Endrick è l’incarnazione finale del calciatore della Gen Z. E ne è una prova la costruzione scientifica che c’è alla base della sua immagine. Parte dei meriti dei suoi 13,6 milioni di follower su Instagram è di Roc Nation, l’agenzia commerciale fondata da Jay-Z (la stessa che cura gli interessi di Vinícius, De Bruyne, Dimarco), che trasforma i giocatori in autentici brand e influenza il loro posizionamento sociale e culturale. L’agenzia ha il controllo creativo e “morale” dell’atleta ed è responsabile dell’immagine che quest’ultimo restituisce al mondo attraverso i social media. Basta farsi un giro sul profilo Instagram di Endrick, in cui si alternano scatti di campo intrisi di aura (appunto), video-challenge in allenamento, trailer pubblicitari di cui il 18enne è già testimonial, per accorgersi di quanto maniacale sia la cura dell’etica e dell’estetica del personaggio-calciatore. Un’esposizione mediatica forse non così compatibile con l’età e la fase della vita di chi è pur sempre un ragazzino. “E” di Endrick, ma anche di Entertainment. Calcio come intrattenimento, spettacolo e non più soltanto sport.

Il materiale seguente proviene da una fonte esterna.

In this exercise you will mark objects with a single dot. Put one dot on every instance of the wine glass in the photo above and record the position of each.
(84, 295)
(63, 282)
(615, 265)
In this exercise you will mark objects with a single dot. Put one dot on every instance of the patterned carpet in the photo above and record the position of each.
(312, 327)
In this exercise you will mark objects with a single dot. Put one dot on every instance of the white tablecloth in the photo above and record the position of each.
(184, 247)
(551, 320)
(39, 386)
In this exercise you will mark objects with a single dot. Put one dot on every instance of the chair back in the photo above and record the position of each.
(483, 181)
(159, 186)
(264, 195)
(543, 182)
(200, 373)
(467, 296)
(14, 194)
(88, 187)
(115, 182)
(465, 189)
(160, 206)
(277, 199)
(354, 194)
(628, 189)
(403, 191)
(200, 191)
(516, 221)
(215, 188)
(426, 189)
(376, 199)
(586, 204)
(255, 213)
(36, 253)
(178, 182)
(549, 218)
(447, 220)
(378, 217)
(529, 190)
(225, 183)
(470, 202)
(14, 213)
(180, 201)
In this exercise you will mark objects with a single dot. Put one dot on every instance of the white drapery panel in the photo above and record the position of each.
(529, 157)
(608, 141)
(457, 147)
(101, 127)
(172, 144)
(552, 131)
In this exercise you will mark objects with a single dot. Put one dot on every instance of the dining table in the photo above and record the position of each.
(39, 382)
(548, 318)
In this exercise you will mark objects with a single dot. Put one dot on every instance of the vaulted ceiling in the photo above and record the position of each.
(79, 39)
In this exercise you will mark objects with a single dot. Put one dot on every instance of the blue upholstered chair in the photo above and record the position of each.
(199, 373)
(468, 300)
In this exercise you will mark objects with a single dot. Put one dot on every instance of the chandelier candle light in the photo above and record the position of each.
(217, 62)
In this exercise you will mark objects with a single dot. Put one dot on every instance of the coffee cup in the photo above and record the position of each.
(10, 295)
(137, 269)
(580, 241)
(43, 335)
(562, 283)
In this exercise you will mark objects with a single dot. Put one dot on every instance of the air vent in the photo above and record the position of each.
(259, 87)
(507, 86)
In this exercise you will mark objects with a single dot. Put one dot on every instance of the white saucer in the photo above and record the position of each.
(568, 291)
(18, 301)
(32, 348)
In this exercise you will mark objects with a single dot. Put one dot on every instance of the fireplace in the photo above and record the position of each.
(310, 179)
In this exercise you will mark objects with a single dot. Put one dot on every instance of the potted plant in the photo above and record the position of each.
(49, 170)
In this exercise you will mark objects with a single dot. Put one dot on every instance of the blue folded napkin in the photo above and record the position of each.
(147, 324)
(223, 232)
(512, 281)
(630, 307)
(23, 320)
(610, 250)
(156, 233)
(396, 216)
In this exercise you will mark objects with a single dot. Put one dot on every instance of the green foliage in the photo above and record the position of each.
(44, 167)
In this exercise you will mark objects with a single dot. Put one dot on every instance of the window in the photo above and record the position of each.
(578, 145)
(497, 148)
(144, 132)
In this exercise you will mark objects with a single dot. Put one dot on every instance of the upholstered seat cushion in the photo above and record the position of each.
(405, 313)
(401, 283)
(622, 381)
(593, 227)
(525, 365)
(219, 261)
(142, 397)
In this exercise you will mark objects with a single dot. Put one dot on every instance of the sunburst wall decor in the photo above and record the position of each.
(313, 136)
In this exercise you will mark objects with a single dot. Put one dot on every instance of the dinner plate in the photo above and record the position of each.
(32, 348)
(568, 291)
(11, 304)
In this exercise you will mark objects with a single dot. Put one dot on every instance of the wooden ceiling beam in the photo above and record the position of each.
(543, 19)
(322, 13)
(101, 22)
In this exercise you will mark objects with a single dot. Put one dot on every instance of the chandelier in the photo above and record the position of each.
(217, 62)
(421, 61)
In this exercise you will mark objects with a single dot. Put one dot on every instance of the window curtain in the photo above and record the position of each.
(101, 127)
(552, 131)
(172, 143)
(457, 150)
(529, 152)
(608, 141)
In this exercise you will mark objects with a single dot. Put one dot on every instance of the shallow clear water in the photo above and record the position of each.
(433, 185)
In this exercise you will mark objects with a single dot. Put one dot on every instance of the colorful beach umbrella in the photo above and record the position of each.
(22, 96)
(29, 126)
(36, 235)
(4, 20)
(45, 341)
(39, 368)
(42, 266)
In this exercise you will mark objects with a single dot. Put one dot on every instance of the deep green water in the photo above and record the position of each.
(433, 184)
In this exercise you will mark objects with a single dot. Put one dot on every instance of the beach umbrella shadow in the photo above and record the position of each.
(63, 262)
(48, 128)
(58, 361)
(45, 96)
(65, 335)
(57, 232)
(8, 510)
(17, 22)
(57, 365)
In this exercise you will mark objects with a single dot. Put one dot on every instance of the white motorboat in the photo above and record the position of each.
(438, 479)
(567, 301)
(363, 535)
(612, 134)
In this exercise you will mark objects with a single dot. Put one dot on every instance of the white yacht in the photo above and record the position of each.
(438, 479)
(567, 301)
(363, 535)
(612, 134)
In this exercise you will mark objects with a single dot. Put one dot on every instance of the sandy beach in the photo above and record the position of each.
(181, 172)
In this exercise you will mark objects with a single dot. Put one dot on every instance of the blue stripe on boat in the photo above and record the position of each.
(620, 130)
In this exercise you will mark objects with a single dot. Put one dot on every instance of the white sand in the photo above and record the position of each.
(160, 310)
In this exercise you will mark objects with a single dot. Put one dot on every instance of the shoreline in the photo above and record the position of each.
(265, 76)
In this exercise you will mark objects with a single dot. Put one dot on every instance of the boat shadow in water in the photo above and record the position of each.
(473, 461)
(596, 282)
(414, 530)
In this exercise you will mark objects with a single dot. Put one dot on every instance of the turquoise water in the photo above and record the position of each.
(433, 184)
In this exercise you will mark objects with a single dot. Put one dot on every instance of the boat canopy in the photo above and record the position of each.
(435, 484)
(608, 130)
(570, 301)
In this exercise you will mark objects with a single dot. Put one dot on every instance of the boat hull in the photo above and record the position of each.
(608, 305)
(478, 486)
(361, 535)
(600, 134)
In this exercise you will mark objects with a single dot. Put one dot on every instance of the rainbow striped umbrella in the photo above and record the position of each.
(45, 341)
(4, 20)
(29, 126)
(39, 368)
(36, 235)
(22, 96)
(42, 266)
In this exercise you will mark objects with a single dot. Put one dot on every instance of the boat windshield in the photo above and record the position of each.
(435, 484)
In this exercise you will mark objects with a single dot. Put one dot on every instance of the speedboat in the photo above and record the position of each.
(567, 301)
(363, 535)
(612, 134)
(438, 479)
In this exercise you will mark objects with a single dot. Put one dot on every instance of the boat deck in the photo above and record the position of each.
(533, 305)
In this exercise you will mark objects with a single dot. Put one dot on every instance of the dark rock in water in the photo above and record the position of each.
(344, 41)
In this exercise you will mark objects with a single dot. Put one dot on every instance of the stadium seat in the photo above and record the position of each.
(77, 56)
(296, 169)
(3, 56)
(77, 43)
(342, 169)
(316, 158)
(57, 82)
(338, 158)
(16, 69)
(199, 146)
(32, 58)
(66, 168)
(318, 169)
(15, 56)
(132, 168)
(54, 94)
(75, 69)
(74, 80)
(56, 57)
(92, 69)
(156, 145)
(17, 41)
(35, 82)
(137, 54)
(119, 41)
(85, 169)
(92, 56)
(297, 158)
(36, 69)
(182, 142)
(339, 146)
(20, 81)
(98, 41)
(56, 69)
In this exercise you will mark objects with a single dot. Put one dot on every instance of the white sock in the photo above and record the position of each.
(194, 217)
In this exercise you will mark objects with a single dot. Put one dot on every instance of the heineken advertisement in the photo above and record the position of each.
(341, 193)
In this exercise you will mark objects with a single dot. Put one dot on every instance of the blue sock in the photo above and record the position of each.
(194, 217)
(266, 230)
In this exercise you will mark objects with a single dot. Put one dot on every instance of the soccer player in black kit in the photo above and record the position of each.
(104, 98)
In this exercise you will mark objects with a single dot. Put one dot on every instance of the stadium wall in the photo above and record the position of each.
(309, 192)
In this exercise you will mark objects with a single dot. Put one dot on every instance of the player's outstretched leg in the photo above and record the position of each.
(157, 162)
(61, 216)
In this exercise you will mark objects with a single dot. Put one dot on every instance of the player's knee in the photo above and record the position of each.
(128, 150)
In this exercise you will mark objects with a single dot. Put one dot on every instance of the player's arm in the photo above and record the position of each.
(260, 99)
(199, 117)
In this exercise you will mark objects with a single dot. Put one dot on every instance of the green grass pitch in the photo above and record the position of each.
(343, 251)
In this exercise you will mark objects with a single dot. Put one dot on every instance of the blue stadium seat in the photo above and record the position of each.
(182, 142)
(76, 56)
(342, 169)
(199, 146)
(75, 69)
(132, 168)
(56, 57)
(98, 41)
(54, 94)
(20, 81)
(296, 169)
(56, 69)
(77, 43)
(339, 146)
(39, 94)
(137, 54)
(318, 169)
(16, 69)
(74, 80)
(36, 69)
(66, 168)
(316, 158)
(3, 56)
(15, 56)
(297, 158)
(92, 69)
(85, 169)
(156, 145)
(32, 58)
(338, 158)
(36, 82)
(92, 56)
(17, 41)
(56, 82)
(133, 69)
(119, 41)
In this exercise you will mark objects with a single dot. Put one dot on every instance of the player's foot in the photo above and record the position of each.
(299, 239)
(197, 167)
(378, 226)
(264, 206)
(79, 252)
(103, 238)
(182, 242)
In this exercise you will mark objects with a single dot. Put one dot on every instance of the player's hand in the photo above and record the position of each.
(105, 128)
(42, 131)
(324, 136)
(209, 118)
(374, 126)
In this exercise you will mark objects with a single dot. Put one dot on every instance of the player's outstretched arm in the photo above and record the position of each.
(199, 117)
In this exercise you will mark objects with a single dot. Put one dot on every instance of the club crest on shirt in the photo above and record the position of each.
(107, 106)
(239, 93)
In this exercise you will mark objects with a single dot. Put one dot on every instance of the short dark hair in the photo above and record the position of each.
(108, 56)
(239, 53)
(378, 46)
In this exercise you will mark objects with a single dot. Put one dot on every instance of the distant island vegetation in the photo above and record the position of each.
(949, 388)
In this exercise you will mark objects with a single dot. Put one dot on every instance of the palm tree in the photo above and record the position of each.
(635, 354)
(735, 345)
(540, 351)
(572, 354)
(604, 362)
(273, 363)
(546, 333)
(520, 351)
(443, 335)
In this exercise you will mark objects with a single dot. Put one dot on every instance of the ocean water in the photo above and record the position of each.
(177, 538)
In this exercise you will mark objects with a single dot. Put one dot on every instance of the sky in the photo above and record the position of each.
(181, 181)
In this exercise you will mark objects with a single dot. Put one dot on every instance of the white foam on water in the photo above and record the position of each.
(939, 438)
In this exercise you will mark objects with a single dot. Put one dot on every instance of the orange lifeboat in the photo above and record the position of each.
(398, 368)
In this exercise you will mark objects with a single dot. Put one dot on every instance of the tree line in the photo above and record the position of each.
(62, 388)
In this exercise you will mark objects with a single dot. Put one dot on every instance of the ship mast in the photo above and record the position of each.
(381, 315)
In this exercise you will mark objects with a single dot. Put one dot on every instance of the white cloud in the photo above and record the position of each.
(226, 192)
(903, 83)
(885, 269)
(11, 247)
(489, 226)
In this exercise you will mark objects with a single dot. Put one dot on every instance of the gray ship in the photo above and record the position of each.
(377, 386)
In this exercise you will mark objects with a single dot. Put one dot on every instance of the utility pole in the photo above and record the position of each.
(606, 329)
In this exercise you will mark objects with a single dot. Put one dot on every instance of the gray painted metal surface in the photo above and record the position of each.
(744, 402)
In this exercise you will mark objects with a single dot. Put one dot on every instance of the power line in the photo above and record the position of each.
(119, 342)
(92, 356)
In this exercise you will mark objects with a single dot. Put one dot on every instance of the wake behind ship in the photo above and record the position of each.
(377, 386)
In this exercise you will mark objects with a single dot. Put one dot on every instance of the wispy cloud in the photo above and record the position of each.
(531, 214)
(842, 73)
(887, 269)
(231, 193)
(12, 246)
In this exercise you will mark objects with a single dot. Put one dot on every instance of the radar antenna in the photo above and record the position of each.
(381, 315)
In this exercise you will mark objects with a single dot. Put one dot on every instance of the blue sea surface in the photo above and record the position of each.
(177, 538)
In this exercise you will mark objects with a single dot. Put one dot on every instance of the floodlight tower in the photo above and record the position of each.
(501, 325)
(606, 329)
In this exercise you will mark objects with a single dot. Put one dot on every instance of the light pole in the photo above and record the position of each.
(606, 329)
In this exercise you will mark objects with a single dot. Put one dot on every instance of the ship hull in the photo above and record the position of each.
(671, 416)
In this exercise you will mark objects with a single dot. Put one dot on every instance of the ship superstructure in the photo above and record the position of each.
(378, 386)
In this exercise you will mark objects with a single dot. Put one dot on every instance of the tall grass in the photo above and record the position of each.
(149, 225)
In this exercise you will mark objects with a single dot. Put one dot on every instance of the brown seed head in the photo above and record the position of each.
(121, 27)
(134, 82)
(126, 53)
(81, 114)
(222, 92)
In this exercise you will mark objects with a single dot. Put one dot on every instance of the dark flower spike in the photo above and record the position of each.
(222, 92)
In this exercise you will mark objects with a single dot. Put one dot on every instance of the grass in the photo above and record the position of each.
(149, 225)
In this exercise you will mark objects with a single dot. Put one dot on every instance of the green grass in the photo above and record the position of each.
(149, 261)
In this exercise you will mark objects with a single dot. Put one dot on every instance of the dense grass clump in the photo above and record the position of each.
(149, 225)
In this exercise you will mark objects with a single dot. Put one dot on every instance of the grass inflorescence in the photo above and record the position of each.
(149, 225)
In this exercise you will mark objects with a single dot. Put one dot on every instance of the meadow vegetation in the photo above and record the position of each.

Insomma, tutto ciò che circonda Endrick ha già dei contorni iconici. A partire dal suo soprannome, Bobby, coniato dai suoi compagni di nazionale dopo un’intervista rilasciata dal giocatore al termine della vittoria con l’Inghilterra, in cui rivelava il suo idolo inaspettato, Bobby Charlton. Un po’ come se Timothée Chalamet confessasse di ispirarsi a Gary Cooper. Ma ci sono tanti altri esempi da cui partire per raccontare il personaggio-Endrick. Eccone due, uno di campo e uno extra campo. Il primo, lo scorso 24 settembre contro l’Alavés al Bernabéu: sul risultato di 3-0 per i Blancos, al minuto 82, il brasiliano rifila un calcione a palla lontana all’inguine del difensore Mourino, rimediando solo il giallo. Un colpo proibito (e non è la prima volta che gli accade), un gesto da bulletto che evidenzia una certa sfacciataggine nonostante l’età. Poi l’episodio durante la presentazione del videogioco FC25, quando ha ripreso il compagno Bellingham che aveva iniziato a parlare al pubblico in inglese, dicendogli: «Siamo in Spagna, devi parlare in spagnolo». Una gag, ovviamente, che però delinea ancora una volta la personalità esuberante dell’attaccante del Madrid. Parliamo di un ragazzo che a 18 anni si è già sposato, dimostrandosi precoce non solo in campo. L’ha fatto in estate, con Gabriely Miranda, 21enne modella brasiliana, quando i due erano già noti per aver firmato una sorta di contratto prematrimoniale che li obbligava, tra le altre cose, a dirsi “ti amo” e vietava altre parole. La storia di Endrick, come detto, ricorda la storia di tanti. L’infanzia difficile, poi l’ascesa bruciante. C’è giusto una differenza. In quanti, come lui, si sono già messi a fare la storia?